In diesem zukunftsweisenden Text werde die EU-Entwicklungspolitik der Agenda 2030 angepasst, sagte die EU-Außenbeauftragte Federica Mogherini. Das breitere Konzept werde der Philosophie einer nachhaltigen Entwicklung gerecht und berücksichtigt gleichzeitig „die Komplexität der Welt, mit der wir konfrontiert sind“, sagte Mogherini am Freitag in Brüssel. Doch es ist genau diese Erweiterung der Entwicklungspolitik, in die etwa Ziele der europäischen Migrationspolitik mit einbezogen werden, die nicht nur bei der Luxemburger Regierung auf Kritik gestoßen ist.
Erweitertes Konzept
Der Text konzentriert sich nicht mehr allein auf das erklärte Hauptziel europäischer Entwicklungshilfe, nämlich die Bekämpfung der Armut. „Uns stört vor allem, dass die Liste der Länder, die als Empfänger in Frage kommen, sehr stark erweitert wurde und damit nicht mehr nur die ärmsten Länder im Fokus stehen“, erklärt Romain Schneider. Zudem würde Entwicklungszusammenarbeit stellenweise an Bedingungen geknüpft – etwa die Zusammenarbeit in Migrationsfragen oder die Rücknahme von Flüchtlingen. „Das gefällt uns gar nicht“, so Schneider.

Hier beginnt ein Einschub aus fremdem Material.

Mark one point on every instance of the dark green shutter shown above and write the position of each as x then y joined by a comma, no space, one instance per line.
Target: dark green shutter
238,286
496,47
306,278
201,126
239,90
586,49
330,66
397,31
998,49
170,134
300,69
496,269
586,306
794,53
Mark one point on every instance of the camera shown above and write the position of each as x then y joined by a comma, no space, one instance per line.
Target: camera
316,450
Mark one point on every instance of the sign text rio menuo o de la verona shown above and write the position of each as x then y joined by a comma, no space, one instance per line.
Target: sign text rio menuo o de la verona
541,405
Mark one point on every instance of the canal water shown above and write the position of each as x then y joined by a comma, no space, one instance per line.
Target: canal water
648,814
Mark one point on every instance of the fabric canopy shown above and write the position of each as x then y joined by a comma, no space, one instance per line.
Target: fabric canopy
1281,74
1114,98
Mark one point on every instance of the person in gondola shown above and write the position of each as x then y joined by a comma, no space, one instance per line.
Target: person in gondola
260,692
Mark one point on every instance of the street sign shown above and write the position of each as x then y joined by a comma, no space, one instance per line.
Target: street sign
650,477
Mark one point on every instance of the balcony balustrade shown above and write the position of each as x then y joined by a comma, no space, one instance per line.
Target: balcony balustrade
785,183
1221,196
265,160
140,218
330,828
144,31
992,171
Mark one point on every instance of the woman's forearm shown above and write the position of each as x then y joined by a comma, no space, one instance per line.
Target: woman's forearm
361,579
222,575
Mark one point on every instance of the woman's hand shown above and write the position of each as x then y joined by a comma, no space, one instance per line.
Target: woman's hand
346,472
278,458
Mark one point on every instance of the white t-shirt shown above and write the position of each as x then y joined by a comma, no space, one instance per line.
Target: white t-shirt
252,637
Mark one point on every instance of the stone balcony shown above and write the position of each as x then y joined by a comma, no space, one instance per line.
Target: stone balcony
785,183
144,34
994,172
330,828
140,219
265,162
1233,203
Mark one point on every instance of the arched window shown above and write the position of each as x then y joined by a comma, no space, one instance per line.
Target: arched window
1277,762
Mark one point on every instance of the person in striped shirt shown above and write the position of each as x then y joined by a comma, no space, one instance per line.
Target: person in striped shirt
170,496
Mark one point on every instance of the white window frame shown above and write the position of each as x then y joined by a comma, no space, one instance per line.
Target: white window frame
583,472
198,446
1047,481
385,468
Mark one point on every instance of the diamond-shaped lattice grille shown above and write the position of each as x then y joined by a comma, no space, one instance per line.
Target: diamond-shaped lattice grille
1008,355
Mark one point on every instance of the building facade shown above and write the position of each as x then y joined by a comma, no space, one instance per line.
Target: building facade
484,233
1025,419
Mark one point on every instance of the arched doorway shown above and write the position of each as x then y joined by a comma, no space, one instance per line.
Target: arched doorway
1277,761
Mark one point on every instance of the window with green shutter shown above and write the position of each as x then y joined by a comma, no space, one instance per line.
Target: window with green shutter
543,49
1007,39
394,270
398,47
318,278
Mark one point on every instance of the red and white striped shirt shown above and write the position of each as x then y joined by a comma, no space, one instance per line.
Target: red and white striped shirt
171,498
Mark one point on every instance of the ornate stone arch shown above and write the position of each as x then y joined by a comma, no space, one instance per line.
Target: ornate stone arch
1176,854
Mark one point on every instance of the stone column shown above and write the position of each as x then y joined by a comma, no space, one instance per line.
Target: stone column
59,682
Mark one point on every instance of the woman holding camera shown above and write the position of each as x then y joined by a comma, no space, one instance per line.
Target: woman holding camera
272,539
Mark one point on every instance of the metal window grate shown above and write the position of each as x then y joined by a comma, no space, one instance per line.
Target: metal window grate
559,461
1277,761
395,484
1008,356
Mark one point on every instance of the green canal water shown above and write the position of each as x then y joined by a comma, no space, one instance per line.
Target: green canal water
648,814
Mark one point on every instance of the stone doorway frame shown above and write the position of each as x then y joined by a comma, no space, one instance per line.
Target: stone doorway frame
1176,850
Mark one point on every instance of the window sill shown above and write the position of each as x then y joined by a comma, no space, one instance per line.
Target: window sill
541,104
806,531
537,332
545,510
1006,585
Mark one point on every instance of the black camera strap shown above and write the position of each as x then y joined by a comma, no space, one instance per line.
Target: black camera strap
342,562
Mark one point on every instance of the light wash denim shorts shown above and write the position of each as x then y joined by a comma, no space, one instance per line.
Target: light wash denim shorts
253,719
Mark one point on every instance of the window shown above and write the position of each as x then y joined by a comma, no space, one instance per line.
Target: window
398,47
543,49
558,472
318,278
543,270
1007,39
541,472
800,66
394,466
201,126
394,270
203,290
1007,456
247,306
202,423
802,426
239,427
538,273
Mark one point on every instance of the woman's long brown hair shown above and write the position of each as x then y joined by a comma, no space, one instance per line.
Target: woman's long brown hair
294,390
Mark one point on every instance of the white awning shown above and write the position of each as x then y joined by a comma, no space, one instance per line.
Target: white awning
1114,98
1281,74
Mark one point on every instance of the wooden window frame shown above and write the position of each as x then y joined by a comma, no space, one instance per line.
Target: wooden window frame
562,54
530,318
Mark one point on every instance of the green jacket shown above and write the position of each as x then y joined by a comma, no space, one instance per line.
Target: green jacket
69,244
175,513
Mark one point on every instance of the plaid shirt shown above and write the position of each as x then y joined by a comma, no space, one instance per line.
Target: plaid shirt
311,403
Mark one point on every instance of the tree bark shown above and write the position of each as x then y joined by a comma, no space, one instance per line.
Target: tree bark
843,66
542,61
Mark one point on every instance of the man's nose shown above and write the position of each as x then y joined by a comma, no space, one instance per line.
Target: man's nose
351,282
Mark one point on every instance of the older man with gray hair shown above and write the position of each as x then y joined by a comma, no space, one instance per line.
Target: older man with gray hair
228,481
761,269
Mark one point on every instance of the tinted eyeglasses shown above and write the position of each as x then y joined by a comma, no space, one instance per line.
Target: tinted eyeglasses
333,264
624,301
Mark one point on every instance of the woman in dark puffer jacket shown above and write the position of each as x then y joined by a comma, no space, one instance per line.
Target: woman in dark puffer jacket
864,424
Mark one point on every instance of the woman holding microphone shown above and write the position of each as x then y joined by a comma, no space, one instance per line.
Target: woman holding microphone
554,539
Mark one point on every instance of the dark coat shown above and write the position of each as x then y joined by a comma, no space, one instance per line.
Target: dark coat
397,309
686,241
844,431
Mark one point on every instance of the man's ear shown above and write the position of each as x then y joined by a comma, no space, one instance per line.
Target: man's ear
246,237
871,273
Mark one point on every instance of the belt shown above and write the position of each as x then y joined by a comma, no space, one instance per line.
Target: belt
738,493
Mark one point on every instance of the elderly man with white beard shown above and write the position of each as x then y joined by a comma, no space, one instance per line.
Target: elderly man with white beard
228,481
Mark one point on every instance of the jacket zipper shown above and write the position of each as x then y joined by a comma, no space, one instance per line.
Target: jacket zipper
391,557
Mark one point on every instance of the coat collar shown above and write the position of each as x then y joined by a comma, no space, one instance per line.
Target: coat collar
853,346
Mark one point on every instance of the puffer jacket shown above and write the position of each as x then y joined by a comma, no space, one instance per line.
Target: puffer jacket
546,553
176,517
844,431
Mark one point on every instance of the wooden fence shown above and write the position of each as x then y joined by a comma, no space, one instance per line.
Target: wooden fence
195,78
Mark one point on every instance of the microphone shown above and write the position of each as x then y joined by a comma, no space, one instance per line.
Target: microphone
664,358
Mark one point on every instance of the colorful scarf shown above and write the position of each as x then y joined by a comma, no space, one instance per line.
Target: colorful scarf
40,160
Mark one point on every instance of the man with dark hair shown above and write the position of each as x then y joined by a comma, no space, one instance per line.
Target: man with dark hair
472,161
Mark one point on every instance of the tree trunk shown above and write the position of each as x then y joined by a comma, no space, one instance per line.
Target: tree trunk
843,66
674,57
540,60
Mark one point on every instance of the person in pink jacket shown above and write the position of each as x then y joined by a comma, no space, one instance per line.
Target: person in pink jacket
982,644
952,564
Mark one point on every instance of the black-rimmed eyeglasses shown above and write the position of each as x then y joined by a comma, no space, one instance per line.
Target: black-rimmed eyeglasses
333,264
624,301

Seine Kritik trifft sich mit jener der Entwicklungsorganisationen, die von Doppelmoral reden und das Risiko einer Instrumentalisierung der Entwicklungspolitik sehen. Es sei schlichtweg unrealistisch anzunehmen, Entwicklungspolitik könne gleichzeitig Europas Interessen in Wirtschafts-, Migrations- und Sicherheitsfragen dienen. „Diese übergreifende Richtung könnte letzten Endes die positiven Elemente des Konsensus behindern“, beklagt Tanya Cox von der in Brüssel ansässigen Nichtregierungsorganisation Concord.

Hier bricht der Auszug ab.